Ryanair has been the poster child for a changing aviation industry and saw the airline achieve record profits of 1.32 billion euros ($1.55 billion) in 2016 against revenues of 6.54 billion euros. In an obsessive drive for efficiency, its pilots and cabin crew are increasingly forced to accept weak employment terms and short-term contracts. Many of its air crews are hired on a self-employed basis through agencies and are often only paid for the hours their planes are in the air.
Unions say the classification of employees as self-employed contractors is endemic in the UK, a move which often helps firms avoid paying even the minimum wage and other benefits. According to Britain's largest union, Unite, as many as 5.5 million workers are employed on zero-hour contracts, where staff are only called into work as and when required. The practise is common place in the retail, food and beverage and social care sectors.
"Ryanair has a highly transactional relationship with staff and one that is highly precarious for workers..." Geraint Harvey, a senior lecturer in human resources management and industrial relations at the University of Birmingham, told DW. According to Harvey, a majority of Ryanair pilots were until recently "questionably self-employed in that they did not determine their wage or control their schedule and yet worked for themselves." Pilots have been unable to register their discontent. Ryanair doesn't recognize unions, and due to the tremendous cost of becoming a pilot, there is a huge financial disincentive for pilots to take strike action, Harvey explained.

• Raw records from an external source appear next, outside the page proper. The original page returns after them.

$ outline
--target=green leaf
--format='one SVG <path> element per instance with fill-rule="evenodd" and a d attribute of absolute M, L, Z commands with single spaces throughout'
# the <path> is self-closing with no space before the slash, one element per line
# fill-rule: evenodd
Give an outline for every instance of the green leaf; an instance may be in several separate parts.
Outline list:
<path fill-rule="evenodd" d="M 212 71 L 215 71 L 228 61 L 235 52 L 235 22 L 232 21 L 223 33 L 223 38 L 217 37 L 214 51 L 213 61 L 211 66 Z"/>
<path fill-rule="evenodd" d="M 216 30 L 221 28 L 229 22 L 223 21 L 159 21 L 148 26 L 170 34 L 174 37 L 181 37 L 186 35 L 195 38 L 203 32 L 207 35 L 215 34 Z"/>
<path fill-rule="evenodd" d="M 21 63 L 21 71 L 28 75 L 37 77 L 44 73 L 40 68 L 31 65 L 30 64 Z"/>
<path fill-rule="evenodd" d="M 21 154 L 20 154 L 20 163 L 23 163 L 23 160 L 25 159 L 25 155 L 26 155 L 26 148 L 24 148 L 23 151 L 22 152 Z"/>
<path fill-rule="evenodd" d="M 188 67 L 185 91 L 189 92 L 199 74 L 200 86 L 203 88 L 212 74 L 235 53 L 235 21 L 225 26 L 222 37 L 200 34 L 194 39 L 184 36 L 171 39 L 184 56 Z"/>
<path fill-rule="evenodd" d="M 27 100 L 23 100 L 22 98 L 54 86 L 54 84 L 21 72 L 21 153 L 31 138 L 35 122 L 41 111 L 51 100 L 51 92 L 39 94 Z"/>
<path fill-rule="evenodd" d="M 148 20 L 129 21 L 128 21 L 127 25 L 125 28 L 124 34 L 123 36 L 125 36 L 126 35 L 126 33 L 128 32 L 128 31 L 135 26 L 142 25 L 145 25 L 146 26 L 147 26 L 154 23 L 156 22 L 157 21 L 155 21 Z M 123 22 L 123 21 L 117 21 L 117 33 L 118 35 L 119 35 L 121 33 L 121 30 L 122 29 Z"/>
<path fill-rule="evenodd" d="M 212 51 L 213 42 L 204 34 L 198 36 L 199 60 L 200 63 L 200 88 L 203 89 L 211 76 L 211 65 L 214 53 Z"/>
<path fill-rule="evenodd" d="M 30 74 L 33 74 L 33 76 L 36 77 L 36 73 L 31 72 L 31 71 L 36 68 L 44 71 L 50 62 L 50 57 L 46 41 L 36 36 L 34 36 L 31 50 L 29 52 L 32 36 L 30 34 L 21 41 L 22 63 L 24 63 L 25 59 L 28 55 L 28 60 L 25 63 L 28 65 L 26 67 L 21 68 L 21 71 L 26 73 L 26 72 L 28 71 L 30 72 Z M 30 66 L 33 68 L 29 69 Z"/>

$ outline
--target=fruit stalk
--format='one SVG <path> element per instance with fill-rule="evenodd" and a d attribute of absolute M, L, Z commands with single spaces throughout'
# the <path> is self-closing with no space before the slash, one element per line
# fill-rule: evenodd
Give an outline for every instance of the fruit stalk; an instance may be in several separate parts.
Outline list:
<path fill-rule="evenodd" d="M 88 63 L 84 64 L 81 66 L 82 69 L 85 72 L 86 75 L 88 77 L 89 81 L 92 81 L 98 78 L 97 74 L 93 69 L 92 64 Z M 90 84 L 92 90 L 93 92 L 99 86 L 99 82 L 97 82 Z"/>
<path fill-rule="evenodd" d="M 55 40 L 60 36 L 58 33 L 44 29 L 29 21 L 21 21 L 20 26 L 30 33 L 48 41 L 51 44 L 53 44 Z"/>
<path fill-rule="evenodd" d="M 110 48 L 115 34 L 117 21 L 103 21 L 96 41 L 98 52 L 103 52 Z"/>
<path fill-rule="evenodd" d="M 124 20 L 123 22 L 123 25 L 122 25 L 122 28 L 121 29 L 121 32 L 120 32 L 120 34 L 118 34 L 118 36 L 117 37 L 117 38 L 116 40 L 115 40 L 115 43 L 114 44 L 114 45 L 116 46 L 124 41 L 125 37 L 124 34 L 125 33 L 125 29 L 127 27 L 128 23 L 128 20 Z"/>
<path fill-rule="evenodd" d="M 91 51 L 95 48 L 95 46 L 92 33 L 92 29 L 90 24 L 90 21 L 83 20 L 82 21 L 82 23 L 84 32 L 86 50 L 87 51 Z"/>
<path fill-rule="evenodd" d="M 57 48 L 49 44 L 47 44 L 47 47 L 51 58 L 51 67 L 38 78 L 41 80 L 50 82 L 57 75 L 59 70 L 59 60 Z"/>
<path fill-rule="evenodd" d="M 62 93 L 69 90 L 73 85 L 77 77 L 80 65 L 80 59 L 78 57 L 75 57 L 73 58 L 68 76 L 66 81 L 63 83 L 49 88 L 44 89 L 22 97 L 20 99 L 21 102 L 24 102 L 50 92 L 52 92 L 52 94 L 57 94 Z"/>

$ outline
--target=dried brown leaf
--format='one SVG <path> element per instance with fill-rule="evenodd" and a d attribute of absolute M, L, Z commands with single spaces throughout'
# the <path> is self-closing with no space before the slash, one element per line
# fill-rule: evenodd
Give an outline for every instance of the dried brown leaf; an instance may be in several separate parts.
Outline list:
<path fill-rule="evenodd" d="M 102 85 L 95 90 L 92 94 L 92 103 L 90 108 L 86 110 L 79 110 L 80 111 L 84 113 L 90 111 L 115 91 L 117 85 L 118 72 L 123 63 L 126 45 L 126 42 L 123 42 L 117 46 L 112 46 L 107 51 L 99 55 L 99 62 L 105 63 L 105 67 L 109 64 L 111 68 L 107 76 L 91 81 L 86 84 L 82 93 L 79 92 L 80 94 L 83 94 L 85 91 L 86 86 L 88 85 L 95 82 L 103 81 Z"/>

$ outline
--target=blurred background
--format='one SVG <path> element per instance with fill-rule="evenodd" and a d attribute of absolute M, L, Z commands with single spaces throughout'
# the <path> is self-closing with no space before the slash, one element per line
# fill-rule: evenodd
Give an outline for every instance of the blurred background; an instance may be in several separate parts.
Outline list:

An exodus of Ryanair pilots is just the tip of the iceberg as workers fight over diminished rights, say analysts. Amid a tightening labor market, companies can expect more trouble ahead. The arrival of competitors including Norwegian Air has left it suddenly facing much higher staff turnover.
The Ryanair chaos is just one example of the surprise blowback that can hit companies that impose increasingly poor labor practices. Earlier this year, a similar mass-resignation by self-employed sales agents at British doorstop lender Provident forced the company to issue a profit warning, as debt collection rates fell by almost half. At the heart of the crisis was a plan to replace half of Provident's 4,500 self-employed agents with lower-paid contract staff positions, whose schedules would be closely managed by iPad apps connected to head office. Thousands of workers simply refused the new arrangements, and industry analysts say their sudden departure will likely affect profitability at the sub-prime lender for the next three financial years.
"Examples from the gig economy show that collectivism is alive and well and even in the absence of trade unions, workers will still unite to combat egregious employment relations behaviour," said Harvey.
The Institute for Employment Rights (IER) said the rise in unconventional worker rebellion was inevitable, as UK trade unions have to jump over increasingly high hurdles before they can organize lawful strikes.
"UK workers face the most restrictive laws on trade unions in the western world. As a result they also have fewer rights, work longer hours and receive lower pensions than most workers throughout Europe," said Carolyn Jones, the think-tank's director. Companies underestimate how a worker exodus can push them to the brink of survival, she warned, and that increasingly, workers are prepared to break the law to make their voices heard. She cited the case of prison officers — whose contracts forbid them from taking strike action — but who previously organized stay-at-home "duvet days" to highlight the increased safety risk in Britain's jails. As far as Jones is concerned, more unconventional action by British workers is "inevitable" as firms only tend to respond to "wildcat action that hits their profits and reputations."
Academics also bemoan a type of working relationship that echoes one from medieval times, when a serf (or villein) was bonded to a landlord and paid rent despite being guaranteed no income.
"Neo-villeiny" is best expressed by the thousands of personal trainers who must pay rent for the opportunity to attract fitness center clients. Such a business model tends to benefit the gym more than the trainer, amid increasing competition for clients and an abundance of new fitness coaches.